Go through “Bayesian Statistics for Effective Field Theories” slides.

  • p. 9: An analog to effective field theories (EFTs). Features:

    • complete low-energy characterization;

    • works only up to a boundary (breakdown);

    • gets worse as boundary is approached:

    • prior knowledge: naturalness of appropriately scaled coefficients. What prior to take?

  • p. 13: What kind of statistics problem do we have?

    • GPs are useful for EFT truncation errors.

  • pp. 18-29: GPs for coefficient functions (e.g., in energy or scattering angle). Plan: use low-order predictions to learn underlying GP hyperparameters; then use these to predict omitted terms.

  • p. 30: Real calculations look like this!

  • pp. 35-39: Hierarchical statistical model.

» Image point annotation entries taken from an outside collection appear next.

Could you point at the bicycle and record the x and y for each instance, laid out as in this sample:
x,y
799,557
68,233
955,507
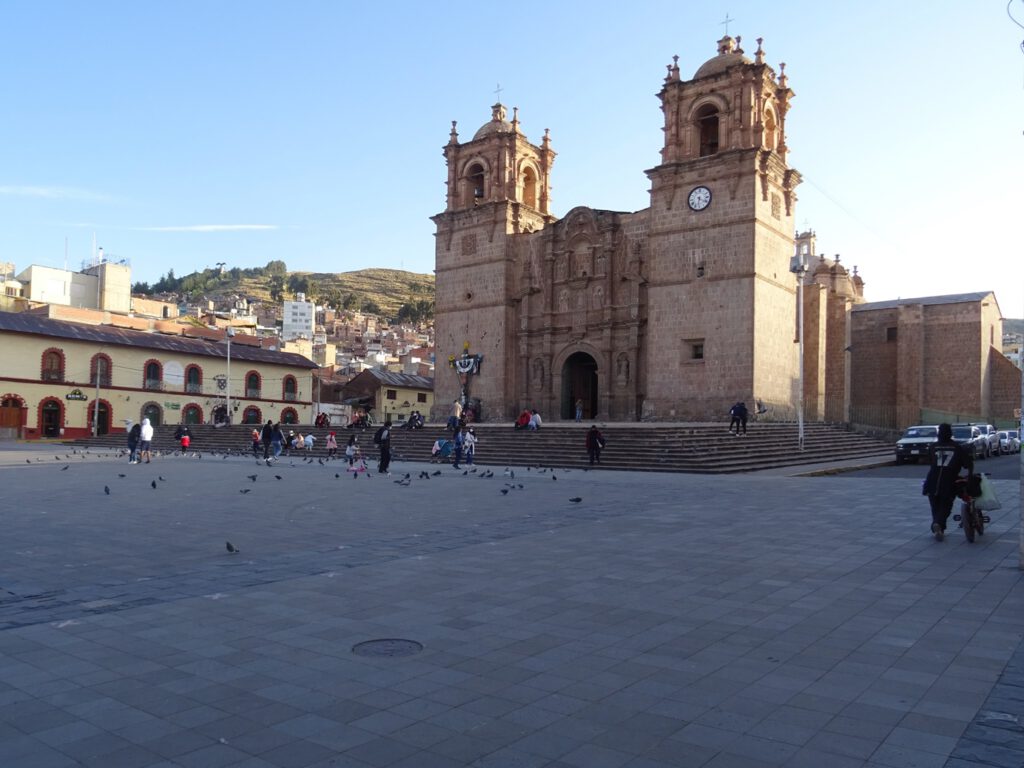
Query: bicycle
x,y
971,519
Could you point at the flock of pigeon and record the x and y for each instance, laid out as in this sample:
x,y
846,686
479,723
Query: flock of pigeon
x,y
406,480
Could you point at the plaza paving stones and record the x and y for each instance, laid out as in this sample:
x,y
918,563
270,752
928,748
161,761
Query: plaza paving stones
x,y
665,621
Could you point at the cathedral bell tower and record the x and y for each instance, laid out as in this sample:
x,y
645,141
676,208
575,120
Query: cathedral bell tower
x,y
721,235
498,186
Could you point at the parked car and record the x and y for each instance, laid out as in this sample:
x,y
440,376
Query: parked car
x,y
991,435
915,442
1010,441
971,436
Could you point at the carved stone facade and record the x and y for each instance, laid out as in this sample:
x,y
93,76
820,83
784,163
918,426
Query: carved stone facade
x,y
674,311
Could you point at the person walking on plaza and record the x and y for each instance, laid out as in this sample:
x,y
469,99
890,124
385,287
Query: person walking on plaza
x,y
595,442
266,435
183,435
455,420
743,415
145,440
948,459
460,445
469,443
385,445
133,440
734,418
276,443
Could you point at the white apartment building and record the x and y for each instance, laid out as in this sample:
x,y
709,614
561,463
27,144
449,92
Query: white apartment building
x,y
298,318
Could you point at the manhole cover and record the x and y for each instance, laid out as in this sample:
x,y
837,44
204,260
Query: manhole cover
x,y
389,647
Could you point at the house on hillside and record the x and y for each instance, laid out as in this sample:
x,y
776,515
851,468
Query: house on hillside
x,y
389,395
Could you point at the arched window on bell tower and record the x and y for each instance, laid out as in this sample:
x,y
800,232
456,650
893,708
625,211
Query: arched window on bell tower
x,y
474,184
529,186
771,133
708,129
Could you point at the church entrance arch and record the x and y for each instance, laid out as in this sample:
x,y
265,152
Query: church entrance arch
x,y
579,383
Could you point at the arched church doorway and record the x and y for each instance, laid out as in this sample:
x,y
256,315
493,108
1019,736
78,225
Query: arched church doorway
x,y
579,383
51,418
102,418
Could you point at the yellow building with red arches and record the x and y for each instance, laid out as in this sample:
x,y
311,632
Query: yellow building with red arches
x,y
70,380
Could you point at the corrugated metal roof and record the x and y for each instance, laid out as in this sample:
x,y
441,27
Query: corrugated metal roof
x,y
953,298
401,380
29,324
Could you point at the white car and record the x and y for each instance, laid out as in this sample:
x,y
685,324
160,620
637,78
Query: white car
x,y
916,442
1010,441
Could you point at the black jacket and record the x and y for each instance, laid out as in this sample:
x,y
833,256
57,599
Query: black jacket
x,y
948,460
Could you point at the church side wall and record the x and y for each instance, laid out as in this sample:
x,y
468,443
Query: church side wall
x,y
838,355
1006,390
815,326
873,368
951,359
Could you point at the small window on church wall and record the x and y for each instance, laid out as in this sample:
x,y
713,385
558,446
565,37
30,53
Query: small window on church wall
x,y
694,350
770,132
708,126
529,187
474,180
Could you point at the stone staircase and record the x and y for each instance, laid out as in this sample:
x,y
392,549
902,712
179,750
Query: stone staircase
x,y
706,449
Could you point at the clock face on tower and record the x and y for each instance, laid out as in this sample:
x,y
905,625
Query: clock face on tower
x,y
699,198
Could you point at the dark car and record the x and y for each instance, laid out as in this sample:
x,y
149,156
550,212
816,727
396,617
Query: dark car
x,y
971,436
915,442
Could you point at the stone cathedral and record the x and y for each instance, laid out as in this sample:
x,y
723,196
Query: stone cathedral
x,y
672,312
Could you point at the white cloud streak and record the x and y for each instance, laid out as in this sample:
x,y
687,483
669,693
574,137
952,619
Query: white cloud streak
x,y
53,193
208,228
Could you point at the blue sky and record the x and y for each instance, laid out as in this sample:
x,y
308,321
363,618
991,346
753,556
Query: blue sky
x,y
188,133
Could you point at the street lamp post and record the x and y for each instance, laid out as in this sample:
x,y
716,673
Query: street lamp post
x,y
227,392
798,266
95,407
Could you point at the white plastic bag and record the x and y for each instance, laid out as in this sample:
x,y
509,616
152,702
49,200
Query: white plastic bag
x,y
987,501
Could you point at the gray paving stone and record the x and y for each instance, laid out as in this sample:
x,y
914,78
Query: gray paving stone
x,y
625,624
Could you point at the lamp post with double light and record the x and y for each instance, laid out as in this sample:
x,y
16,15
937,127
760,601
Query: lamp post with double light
x,y
798,265
227,392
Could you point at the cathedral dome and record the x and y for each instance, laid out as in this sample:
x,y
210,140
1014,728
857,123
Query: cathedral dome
x,y
498,123
729,54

  • pp. 40-42: To specify the GP we need to learn \(\mu\), \(\sigma\), and \(\ell\). The use of conjugate priors mean we get results for \(\mu\) and \(\sigma\) immediately. \(\ell\) still needs to be sampled or optimized. Note the distinction between a curve-wise and point-wise model; the latter misses correlations.

  • pp. 43-44: Real-world error bands for nucleon-nucleon observables.

  • pp. 45-57: Lead in to later discussion: model checking.

  • p. 48: Physics discovery: What is the EFT breakdown scale for different observables? A new frontier!